“There was so much I learned the wrong way,” one of Jen Grow’s characters confesses in My Life as a Mermaid, and Other Stories (Dzanc, 2015). And like the other women in Grow’s collection, she is unsure how to navigate the world. Grow’s women lack positive mentors, parents, stabilizing forces in their lives. Rather than following a pattern they’ve observed, Grow’s Mermaid women try. And fail. And try again. They’re not heroes, simply people longing for a better life, without the means to achieve anything beyond than their current circumstances.
As a collection, Grow’s work demonstrates her strength: she is able to capture the world of lower/middle-class life and its intricate detail not as a fact unto itself, but as a tool for articulating the lost hopes and tarnished dreams of her characters. Women in Grow’s collection mourn what they can’t have in their lives, but they are usually unsure of what it would take to have it—whether “it” is a better job, an opportunity to travel, a better man, or something that feels more like love.
In the collection’s title story, a mother constantly compares her own struggles to those of her sister who does volunteer work in Honduras, saying:
Some days I feel like Gulliver. Every part of me tied down by Lilliputians, as if, somehow, it is me and not my sister who has wandered into a strange land. The land of marriage, motherhood, matching socks. It’s not what I expected. How did I choose this, wandering the grocery store with my squeaky cart? Nor is it clear how my sister escaped to Honduras. It seems impossible that all these worlds are connected, the past with the present, Honduras with here.
Grow’s work illuminates the constant comparisons women make—comparing successes, comparing failures, comparing even pain. My Life as a Mermaid demonstrates both the futility of that kind of comparison and its prevalence. Being aware that other people have it worse off does not mitigate the pain in one’s own life—Grow’s characters feel this acutely.

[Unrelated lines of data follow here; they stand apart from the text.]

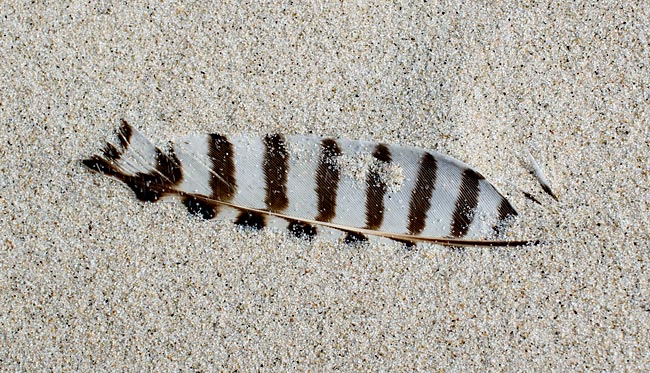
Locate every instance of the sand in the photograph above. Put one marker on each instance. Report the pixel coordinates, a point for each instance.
(93, 280)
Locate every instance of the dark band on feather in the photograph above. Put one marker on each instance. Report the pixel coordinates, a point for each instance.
(376, 189)
(302, 230)
(466, 203)
(327, 180)
(200, 207)
(148, 187)
(354, 238)
(222, 178)
(276, 167)
(252, 220)
(421, 194)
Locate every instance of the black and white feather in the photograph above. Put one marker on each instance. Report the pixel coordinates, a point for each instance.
(306, 183)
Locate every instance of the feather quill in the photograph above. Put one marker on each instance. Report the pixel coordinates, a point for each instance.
(304, 183)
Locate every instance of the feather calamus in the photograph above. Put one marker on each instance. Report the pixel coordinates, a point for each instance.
(304, 183)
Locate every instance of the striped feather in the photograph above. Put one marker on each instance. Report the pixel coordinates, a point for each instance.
(302, 183)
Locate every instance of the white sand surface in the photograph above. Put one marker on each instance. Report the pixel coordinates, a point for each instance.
(93, 280)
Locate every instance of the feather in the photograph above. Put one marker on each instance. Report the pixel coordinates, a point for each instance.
(306, 183)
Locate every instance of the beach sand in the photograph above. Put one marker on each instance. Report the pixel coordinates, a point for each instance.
(93, 280)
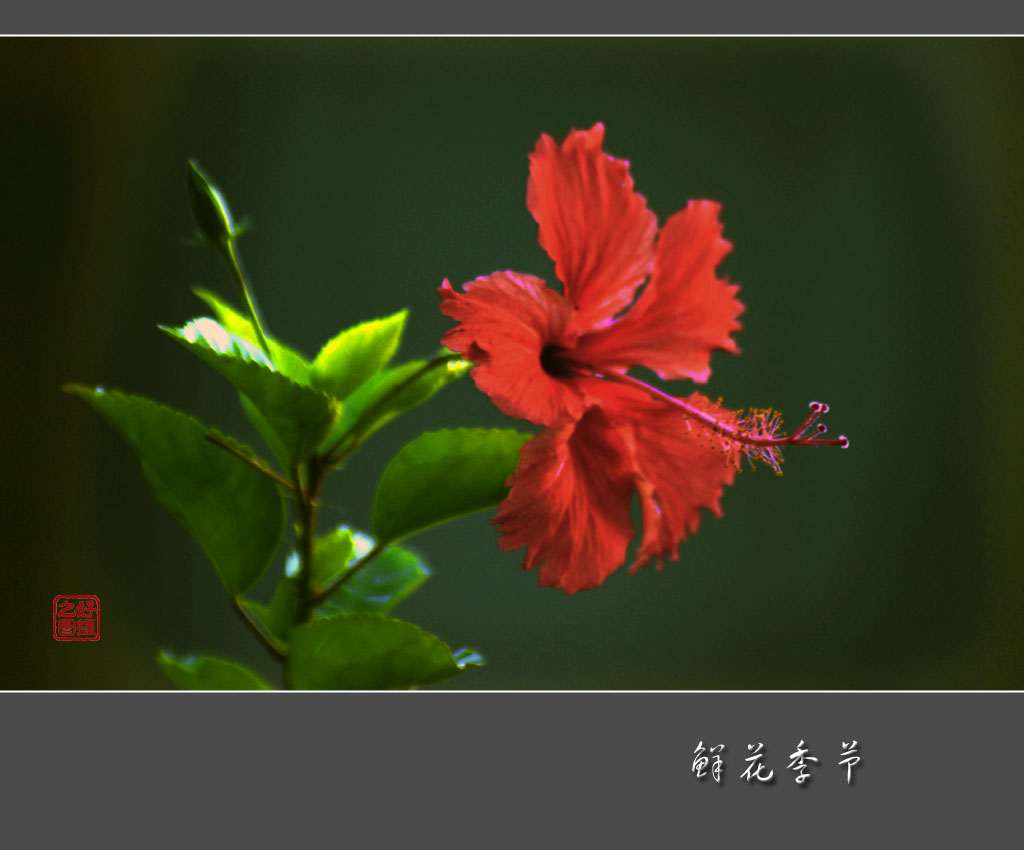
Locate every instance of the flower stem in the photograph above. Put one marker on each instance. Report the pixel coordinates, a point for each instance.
(251, 461)
(333, 587)
(266, 639)
(232, 262)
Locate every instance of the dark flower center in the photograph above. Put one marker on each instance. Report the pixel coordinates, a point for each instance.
(557, 362)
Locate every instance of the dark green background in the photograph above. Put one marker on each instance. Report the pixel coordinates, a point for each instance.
(872, 189)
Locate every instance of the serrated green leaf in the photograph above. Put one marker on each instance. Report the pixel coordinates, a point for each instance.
(286, 359)
(265, 430)
(356, 354)
(236, 513)
(332, 555)
(367, 651)
(441, 475)
(282, 614)
(381, 585)
(208, 673)
(391, 392)
(300, 416)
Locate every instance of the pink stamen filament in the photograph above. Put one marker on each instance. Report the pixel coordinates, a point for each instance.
(798, 437)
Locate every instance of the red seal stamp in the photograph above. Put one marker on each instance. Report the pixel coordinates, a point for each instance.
(76, 617)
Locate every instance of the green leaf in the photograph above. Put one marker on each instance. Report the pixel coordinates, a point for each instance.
(356, 354)
(382, 584)
(236, 513)
(300, 416)
(208, 673)
(332, 555)
(367, 651)
(287, 360)
(265, 430)
(441, 475)
(393, 391)
(282, 614)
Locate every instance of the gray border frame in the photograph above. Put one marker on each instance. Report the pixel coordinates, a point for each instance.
(517, 769)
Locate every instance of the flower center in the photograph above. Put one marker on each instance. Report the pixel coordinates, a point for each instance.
(557, 362)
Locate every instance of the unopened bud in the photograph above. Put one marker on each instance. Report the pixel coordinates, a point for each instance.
(210, 209)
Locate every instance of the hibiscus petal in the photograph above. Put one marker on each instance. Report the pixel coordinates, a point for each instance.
(595, 227)
(684, 312)
(507, 320)
(569, 504)
(682, 467)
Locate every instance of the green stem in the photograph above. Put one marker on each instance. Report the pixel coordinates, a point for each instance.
(272, 645)
(240, 282)
(255, 464)
(333, 587)
(354, 436)
(306, 506)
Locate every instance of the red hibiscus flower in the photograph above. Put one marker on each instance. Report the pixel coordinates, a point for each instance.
(560, 359)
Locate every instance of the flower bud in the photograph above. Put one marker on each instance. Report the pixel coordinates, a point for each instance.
(209, 209)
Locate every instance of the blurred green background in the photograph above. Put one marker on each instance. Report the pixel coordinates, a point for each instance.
(872, 189)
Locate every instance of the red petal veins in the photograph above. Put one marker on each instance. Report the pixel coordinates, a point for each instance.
(684, 312)
(682, 467)
(506, 320)
(569, 504)
(595, 227)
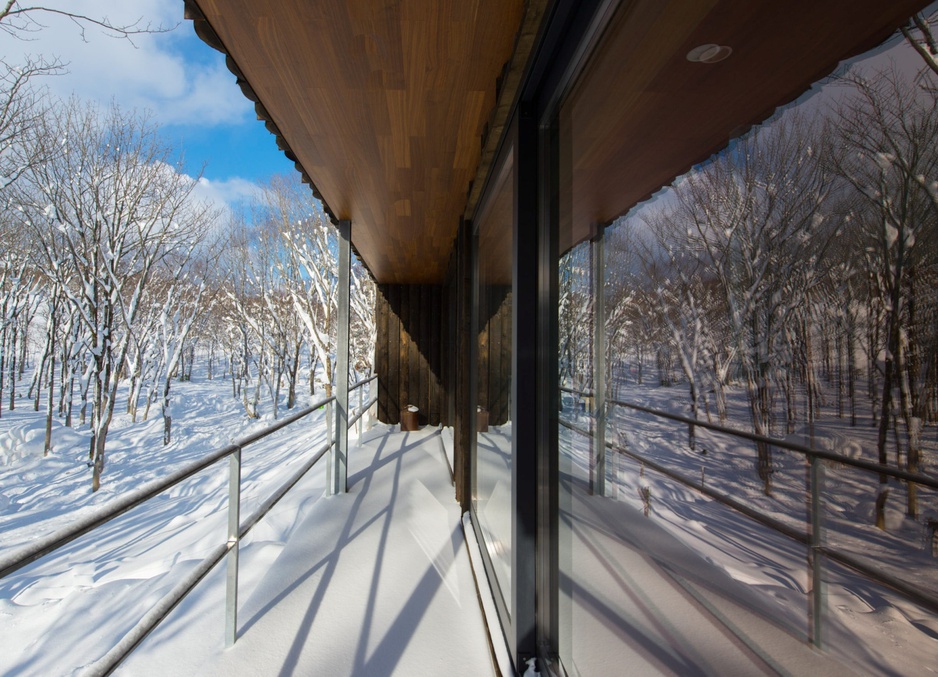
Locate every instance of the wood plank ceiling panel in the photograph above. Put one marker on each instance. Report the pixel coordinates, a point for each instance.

There is a sense, in Grow’s collection, of characters as observers. In the plural first person narration of “Joe Blow,” neighbors observe the poverty that surrounds them. These observations are filtered like light through an aquarium.
We shake our heads at the scene below. From our sidewalks and front doors and from our second-floor windows, we see all. Like God, almost. There’s Joe, there’s Roger, opposite sides of the street, hating something about each other. And the tow truck in the middle, waiting at the end of the block for the light to change green. We could spit on Larry if we wanted to. Hock a lugie on Joe. But when the light turns green, all of us watch quietly as the tow truck makes a turn around the corner and drives out of sight.
Characters critique their neighbors while ironically lacking the ability to escape the same cyclical failures. In both “Joe Blow” and “Camera Obscura: Light Seeps In,” the neighborhood is a thriving organism, vibrant even in its dysfunction. Everyone knows everyone else’s business, and in the case of Grow’s characters, they use everyone else’s business as a benchmark by which to assuage their own discomfort. They’re all thinking that they have it better than someone else.
“What Girls Leave Behind” is Grow’s most remarkable story, the painful recollections of an alcoholic mother who has lost her daughters. Through jumps in time and careful pacing, Grow unravels her character. The scenarios she places her characters in are heart-rending, but this is often when she gets closest to something universal. “Maybe something else washed by,” the mother thinks—a moment of lucidity in her drunkenness. “A sense that there were layers to this existence, invisible but real: that some larger life was taking place in my own living room where the girls played Barbies and sang and painted.” Though the story is sad, its revelations about the cost of love are astounding.
In “Still at War,” the author examines the difficult return of veterans to their families. A wife dutifully attends meetings designed to help her cope with her husband’s PTSD, but she doesn’t account for her own depression.
During commercial breaks, I tried to have conversations, but I didn’t know what to say. “What was it like?” I asked once, but all Douglas told me was. “Believe me, you don’t want to know.” When I got home from work in the evenings, I’d ask, “How are you feeling?” What I meant was, “Tell me anything, please.”
Douglas would say “I’m fine,” or “My leg hurts.”
We answered questions, just not each other’s.
My Life as a Mermaid is often about the “afters.” What happens after war? What happens after the children are taken away? What happens after a mother dies? Grow measures these moments with practicality rather than sentiment. By sticking with her characters as they sit, drunkenly, on the floor, Grow imagines a world that is both sad and beautiful.
My Life as a Mermaid puts women into situations that challenge traditional female roles—as daughters, wives, mothers, and girlfriends, they disappoint. There are no women in these stories that comfort or hold families together. By showing us women at their most intimate moments of pain and loss—in their most disturbing honesty—Grow’s collection highlights the ways we ask women to be more than they are. Her deft writing provides the reader with complex, intimate human portraits. We talk often of “women on the verge”—Grow’s women have already been there. These are women, broken down.